On Wednesday, in response to continued pressure from multiple countries, Facebook published a blog by Guy Rosen, Facebook’s VP of product management, providing further details on the company’s response to the Christchurch shooting in New Zealand that left 50 people dead.
Companies like Facebook often use artificial intelligence to identify content that should be removed. However, an over reliance on AI can lead to exactly what happened with the Christchurch video. The shooting was allowed to be broadcast on Facebook Live and after, videos continued to spread across the internet.
Although Facebook continues to cite that the video was only viewed about 200 times during its live broadcast — and that nobody flagged it to moderators — those excuses aren’t cutting it for users and lawmakers.

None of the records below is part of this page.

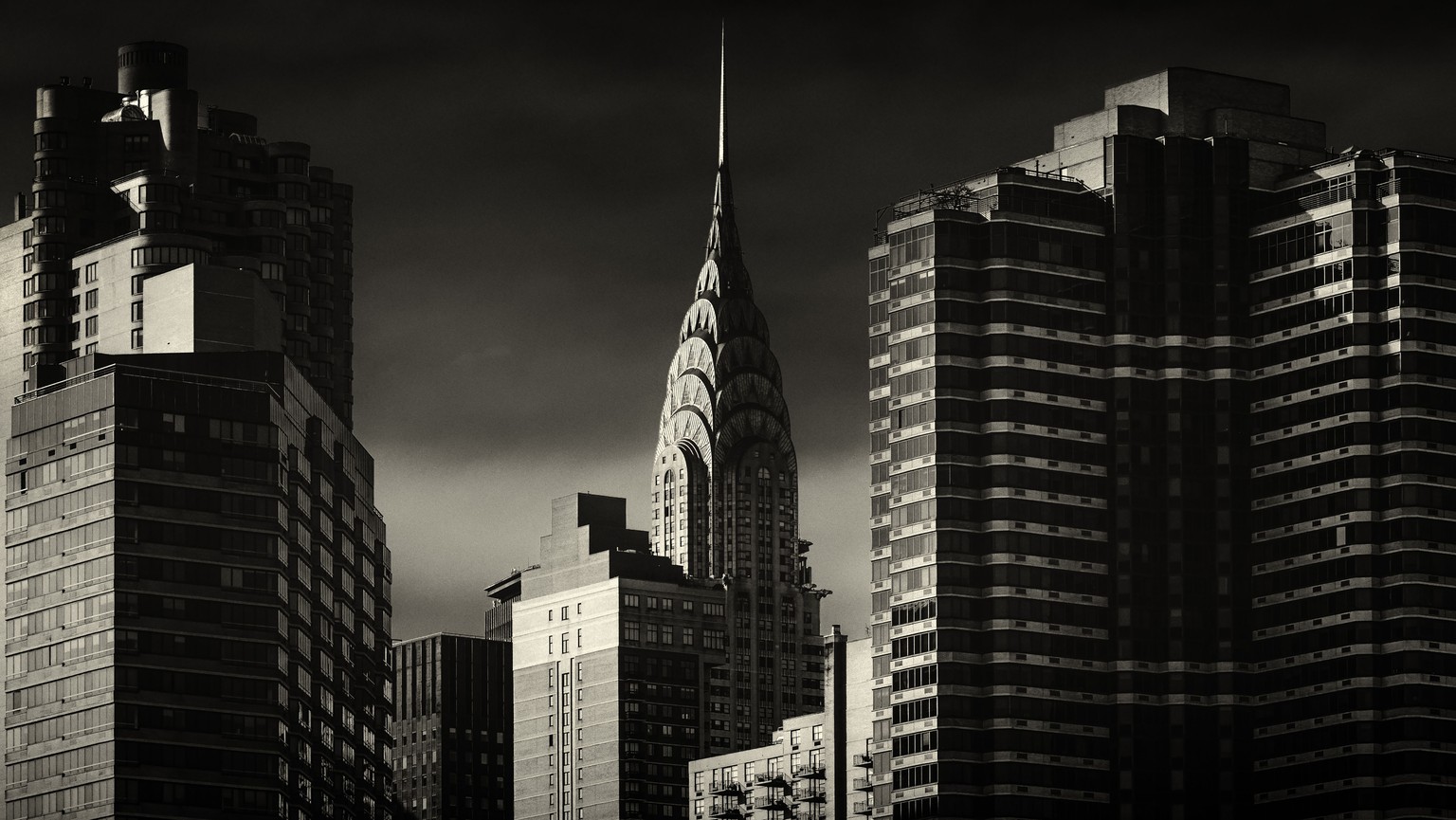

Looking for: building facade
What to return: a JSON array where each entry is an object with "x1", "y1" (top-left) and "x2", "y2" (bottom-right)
[
  {"x1": 391, "y1": 633, "x2": 514, "y2": 820},
  {"x1": 689, "y1": 627, "x2": 872, "y2": 820},
  {"x1": 869, "y1": 68, "x2": 1456, "y2": 818},
  {"x1": 506, "y1": 494, "x2": 731, "y2": 820},
  {"x1": 5, "y1": 353, "x2": 391, "y2": 820},
  {"x1": 652, "y1": 54, "x2": 828, "y2": 753},
  {"x1": 0, "y1": 43, "x2": 354, "y2": 433},
  {"x1": 0, "y1": 43, "x2": 393, "y2": 820}
]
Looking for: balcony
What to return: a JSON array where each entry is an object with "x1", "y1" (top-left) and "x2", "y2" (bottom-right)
[
  {"x1": 753, "y1": 772, "x2": 788, "y2": 788},
  {"x1": 753, "y1": 793, "x2": 792, "y2": 811},
  {"x1": 707, "y1": 781, "x2": 742, "y2": 795},
  {"x1": 793, "y1": 787, "x2": 824, "y2": 803},
  {"x1": 793, "y1": 763, "x2": 824, "y2": 781}
]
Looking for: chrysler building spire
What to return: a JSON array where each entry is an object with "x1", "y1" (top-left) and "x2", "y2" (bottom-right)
[{"x1": 652, "y1": 33, "x2": 824, "y2": 749}]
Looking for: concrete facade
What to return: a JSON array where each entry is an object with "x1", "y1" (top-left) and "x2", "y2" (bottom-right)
[
  {"x1": 391, "y1": 633, "x2": 514, "y2": 820},
  {"x1": 5, "y1": 353, "x2": 393, "y2": 820},
  {"x1": 497, "y1": 495, "x2": 728, "y2": 820},
  {"x1": 869, "y1": 68, "x2": 1456, "y2": 820},
  {"x1": 690, "y1": 627, "x2": 872, "y2": 820}
]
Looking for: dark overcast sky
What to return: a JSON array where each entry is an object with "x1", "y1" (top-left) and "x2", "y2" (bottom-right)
[{"x1": 0, "y1": 0, "x2": 1456, "y2": 636}]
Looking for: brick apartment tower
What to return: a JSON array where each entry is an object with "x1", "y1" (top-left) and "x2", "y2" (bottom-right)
[
  {"x1": 0, "y1": 43, "x2": 393, "y2": 820},
  {"x1": 866, "y1": 68, "x2": 1456, "y2": 820}
]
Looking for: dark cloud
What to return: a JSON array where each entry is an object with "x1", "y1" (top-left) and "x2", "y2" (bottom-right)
[{"x1": 0, "y1": 2, "x2": 1456, "y2": 635}]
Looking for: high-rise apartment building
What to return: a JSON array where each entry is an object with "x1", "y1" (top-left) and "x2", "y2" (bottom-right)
[
  {"x1": 869, "y1": 68, "x2": 1456, "y2": 818},
  {"x1": 391, "y1": 632, "x2": 514, "y2": 820},
  {"x1": 5, "y1": 353, "x2": 391, "y2": 820},
  {"x1": 652, "y1": 52, "x2": 827, "y2": 753},
  {"x1": 0, "y1": 43, "x2": 354, "y2": 424},
  {"x1": 689, "y1": 627, "x2": 871, "y2": 820},
  {"x1": 0, "y1": 43, "x2": 393, "y2": 820}
]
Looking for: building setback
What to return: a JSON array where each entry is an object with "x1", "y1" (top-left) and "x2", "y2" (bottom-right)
[
  {"x1": 506, "y1": 494, "x2": 728, "y2": 820},
  {"x1": 0, "y1": 43, "x2": 393, "y2": 820},
  {"x1": 391, "y1": 633, "x2": 514, "y2": 820},
  {"x1": 651, "y1": 46, "x2": 828, "y2": 755},
  {"x1": 0, "y1": 43, "x2": 354, "y2": 433},
  {"x1": 869, "y1": 68, "x2": 1456, "y2": 818}
]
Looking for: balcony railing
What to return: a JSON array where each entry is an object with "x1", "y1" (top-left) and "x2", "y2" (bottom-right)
[
  {"x1": 793, "y1": 763, "x2": 824, "y2": 781},
  {"x1": 753, "y1": 772, "x2": 785, "y2": 787},
  {"x1": 707, "y1": 781, "x2": 742, "y2": 793}
]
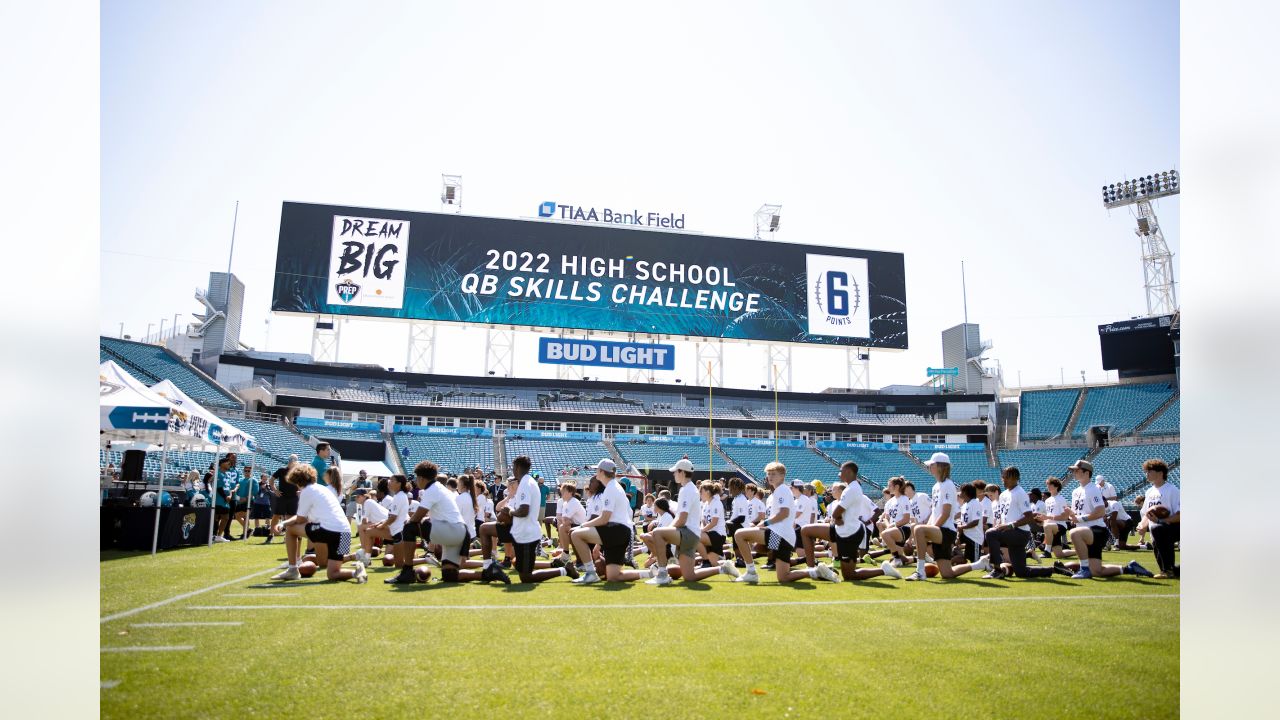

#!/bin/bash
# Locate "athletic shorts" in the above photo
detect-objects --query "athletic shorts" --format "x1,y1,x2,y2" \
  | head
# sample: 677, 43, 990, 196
707, 532, 724, 555
831, 525, 867, 562
273, 495, 298, 518
676, 527, 701, 557
929, 528, 956, 560
595, 523, 632, 565
764, 528, 795, 565
306, 523, 351, 562
430, 520, 471, 568
1085, 525, 1111, 560
515, 541, 540, 575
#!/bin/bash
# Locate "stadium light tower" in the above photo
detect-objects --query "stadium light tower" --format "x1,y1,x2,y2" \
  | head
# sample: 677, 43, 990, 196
1102, 170, 1180, 316
440, 176, 462, 213
755, 205, 782, 240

Now, the company is saying it tried to use an experimental audio technology, in order to catch copies of the video that it’s AI missed. Facebook wrote that it “employed audio matching technology to detect videos which had visually changed beyond our systems’ ability to recognize automatically but which had the same soundtrack.”
In the post Facebook noted that AI requires “training data”. Essentially it learns to ban a specific type of content by seeing it a certain number of times. That meant the AI could also be confused if the video was slightly altered visually, like being doctored or someone recording their own screen and then posting that.

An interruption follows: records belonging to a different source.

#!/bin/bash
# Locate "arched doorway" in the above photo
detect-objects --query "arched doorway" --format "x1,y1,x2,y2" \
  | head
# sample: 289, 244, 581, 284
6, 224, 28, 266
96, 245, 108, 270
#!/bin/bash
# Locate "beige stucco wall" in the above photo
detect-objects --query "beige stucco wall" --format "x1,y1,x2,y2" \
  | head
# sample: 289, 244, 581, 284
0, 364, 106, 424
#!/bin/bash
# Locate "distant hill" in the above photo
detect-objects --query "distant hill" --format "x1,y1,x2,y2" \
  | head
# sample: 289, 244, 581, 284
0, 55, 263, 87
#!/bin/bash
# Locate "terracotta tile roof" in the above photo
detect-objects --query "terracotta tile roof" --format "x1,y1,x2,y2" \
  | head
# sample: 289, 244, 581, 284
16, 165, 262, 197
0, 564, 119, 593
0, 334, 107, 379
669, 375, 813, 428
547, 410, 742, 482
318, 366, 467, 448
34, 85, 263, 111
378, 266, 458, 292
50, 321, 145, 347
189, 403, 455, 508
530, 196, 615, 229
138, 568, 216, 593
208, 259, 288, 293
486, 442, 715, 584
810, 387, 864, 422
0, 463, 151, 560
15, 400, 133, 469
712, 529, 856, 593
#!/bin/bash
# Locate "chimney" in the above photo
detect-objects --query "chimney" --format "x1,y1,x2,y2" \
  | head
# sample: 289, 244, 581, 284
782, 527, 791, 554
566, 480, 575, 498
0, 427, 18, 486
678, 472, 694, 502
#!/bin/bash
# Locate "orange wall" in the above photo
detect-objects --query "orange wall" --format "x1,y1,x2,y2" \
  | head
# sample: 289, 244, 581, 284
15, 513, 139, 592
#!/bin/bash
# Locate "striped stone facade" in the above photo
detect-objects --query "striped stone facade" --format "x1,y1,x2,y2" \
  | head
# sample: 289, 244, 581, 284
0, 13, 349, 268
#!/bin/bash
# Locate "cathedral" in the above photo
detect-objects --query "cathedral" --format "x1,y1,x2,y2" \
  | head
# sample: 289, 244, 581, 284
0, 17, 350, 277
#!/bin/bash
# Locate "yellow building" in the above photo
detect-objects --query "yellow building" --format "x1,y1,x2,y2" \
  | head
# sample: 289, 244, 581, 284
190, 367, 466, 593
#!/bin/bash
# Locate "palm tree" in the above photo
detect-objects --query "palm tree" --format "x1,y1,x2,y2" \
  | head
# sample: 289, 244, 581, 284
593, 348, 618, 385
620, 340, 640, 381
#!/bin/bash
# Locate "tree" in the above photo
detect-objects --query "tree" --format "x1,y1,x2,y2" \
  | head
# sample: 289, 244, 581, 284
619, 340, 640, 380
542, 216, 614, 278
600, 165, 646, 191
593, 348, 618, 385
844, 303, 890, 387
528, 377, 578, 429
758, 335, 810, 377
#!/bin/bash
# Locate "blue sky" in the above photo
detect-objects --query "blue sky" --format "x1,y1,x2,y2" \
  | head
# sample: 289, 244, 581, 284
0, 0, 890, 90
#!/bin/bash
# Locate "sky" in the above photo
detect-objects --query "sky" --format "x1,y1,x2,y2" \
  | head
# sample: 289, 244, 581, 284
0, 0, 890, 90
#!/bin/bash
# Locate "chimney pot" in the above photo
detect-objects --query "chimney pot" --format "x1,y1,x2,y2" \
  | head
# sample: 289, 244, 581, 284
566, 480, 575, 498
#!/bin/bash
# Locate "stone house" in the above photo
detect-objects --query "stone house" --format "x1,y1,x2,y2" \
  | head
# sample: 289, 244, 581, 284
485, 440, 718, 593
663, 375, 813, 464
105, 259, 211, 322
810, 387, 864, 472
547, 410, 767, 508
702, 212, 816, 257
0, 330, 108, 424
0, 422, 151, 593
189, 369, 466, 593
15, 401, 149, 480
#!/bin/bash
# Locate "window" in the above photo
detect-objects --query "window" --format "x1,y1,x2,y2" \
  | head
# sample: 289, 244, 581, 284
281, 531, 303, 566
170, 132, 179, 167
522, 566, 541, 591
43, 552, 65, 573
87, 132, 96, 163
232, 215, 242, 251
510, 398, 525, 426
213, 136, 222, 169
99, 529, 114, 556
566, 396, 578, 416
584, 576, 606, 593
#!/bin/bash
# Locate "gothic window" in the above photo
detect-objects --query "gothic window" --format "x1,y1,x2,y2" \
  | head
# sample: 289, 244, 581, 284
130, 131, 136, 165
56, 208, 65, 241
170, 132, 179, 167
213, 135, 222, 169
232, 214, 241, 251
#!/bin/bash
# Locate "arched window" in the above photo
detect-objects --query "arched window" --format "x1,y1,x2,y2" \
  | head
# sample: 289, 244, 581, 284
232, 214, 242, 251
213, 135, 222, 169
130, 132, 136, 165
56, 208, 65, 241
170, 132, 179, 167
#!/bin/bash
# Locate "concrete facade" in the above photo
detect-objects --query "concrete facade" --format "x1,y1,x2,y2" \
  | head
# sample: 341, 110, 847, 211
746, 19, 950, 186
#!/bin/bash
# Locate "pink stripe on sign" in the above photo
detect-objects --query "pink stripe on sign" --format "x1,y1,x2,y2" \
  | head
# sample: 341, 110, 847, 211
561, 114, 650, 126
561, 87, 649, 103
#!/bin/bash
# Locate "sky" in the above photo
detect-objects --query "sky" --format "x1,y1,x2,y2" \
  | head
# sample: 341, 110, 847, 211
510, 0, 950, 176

Facebook didn’t provide too many details on the audio technology beyond that. But, it’s clear that the company is trying to be more transparent due to increased government pressure to explain its process.

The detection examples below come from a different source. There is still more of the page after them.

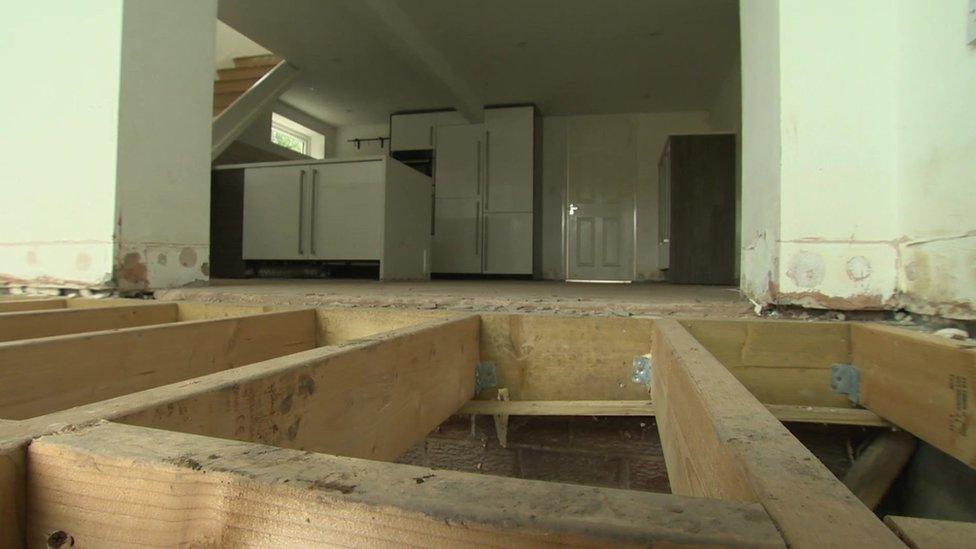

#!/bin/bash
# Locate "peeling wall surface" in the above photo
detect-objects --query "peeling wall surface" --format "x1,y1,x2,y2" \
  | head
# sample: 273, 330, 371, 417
0, 0, 122, 286
115, 0, 217, 291
741, 0, 976, 319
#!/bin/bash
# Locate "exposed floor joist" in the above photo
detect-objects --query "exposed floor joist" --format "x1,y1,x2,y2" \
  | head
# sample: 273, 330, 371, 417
651, 320, 901, 548
27, 424, 782, 547
851, 325, 976, 468
459, 400, 891, 427
0, 309, 316, 419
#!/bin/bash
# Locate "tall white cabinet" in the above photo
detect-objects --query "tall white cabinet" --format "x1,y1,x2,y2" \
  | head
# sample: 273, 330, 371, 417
432, 106, 541, 275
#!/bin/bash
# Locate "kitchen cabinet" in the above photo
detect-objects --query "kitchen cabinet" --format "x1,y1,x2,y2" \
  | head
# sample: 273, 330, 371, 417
243, 166, 310, 259
236, 156, 432, 280
485, 106, 541, 213
431, 197, 482, 274
390, 111, 465, 152
432, 106, 540, 275
482, 212, 532, 274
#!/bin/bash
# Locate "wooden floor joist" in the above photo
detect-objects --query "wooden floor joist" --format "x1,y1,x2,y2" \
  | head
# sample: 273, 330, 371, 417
851, 325, 976, 468
0, 302, 179, 341
27, 423, 782, 547
651, 320, 901, 547
459, 400, 891, 427
0, 309, 316, 419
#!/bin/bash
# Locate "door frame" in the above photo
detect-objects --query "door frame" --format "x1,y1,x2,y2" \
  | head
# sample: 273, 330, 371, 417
560, 157, 640, 284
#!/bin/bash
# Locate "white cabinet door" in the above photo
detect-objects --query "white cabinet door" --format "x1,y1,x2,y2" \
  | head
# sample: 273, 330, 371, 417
431, 197, 482, 273
434, 124, 484, 198
308, 160, 386, 260
243, 166, 309, 259
485, 107, 535, 212
483, 213, 532, 274
390, 112, 438, 151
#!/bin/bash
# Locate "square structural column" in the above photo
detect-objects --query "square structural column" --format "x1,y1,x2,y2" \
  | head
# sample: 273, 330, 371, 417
0, 0, 217, 291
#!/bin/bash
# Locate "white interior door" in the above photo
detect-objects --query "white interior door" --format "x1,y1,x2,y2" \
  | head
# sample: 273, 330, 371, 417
566, 119, 637, 280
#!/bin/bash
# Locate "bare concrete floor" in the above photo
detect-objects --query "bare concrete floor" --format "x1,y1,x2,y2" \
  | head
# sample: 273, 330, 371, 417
156, 279, 752, 317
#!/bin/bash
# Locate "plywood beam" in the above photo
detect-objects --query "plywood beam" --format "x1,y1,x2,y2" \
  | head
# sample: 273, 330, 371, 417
651, 320, 901, 547
460, 400, 891, 427
885, 516, 976, 549
679, 319, 851, 408
851, 325, 976, 467
27, 424, 782, 547
0, 310, 316, 419
844, 431, 915, 509
0, 302, 179, 341
481, 314, 654, 400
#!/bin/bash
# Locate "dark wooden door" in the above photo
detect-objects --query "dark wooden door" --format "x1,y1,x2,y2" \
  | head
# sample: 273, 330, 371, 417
667, 135, 736, 284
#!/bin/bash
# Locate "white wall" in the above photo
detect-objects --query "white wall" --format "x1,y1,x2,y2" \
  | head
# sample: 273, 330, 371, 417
115, 0, 217, 289
541, 111, 731, 280
739, 0, 781, 303
740, 0, 976, 318
214, 20, 271, 71
0, 0, 123, 286
335, 124, 390, 158
889, 0, 976, 318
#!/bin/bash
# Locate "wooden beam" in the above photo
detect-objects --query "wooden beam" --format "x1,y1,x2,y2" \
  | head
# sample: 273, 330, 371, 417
0, 302, 179, 341
27, 424, 783, 547
0, 443, 27, 547
118, 315, 479, 460
481, 314, 654, 400
459, 400, 891, 427
0, 310, 316, 419
851, 325, 976, 468
844, 431, 915, 509
679, 319, 852, 408
885, 516, 976, 549
651, 320, 901, 547
0, 297, 67, 313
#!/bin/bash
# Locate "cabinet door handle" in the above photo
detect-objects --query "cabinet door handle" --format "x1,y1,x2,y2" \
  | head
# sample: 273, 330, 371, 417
485, 131, 491, 211
474, 141, 481, 195
474, 202, 481, 256
309, 169, 319, 255
298, 170, 305, 255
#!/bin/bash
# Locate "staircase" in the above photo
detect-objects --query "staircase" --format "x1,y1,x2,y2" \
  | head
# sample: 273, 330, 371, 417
213, 55, 281, 117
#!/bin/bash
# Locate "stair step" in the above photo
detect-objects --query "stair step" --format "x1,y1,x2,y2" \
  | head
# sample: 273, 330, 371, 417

New Zealand’s prime minister Jacinda Arden has made it clear that she’s been unimpressed with Facebook so far. She has been in contact with Facebook’s chief operating officer, but increased her criticism of the platform on Tuesday in Parliament.
Facebook is also facing potential consequences here in the United States.
Yesterday, Chairman of the House Homeland Security Committee, Rep. Bennie G. Thompson wrote a letter to executives from top companies, including Facebook and YouTube, where the video continued to exist.
In it, Thompson said they must “do better” and called for executives, including Facebook’s CEO Mark Zuckerberg, to appear before Congress in order to explain their process and ensure something like this won’t happen again.
What is perhaps most frustrating about the entire conversation so far is that it continues to center on reactivity. Facebook says it couldn’t stop the original video because nobody reported it, but the type of online hate that the shooter identified as inspiration has existed on the platform for decades.
Social media companies have historically taken a relaxed approach to confronting online hate. But Christchurch, and the lack of appropriate response to it, isn’t an event that can easily be swept under a rug.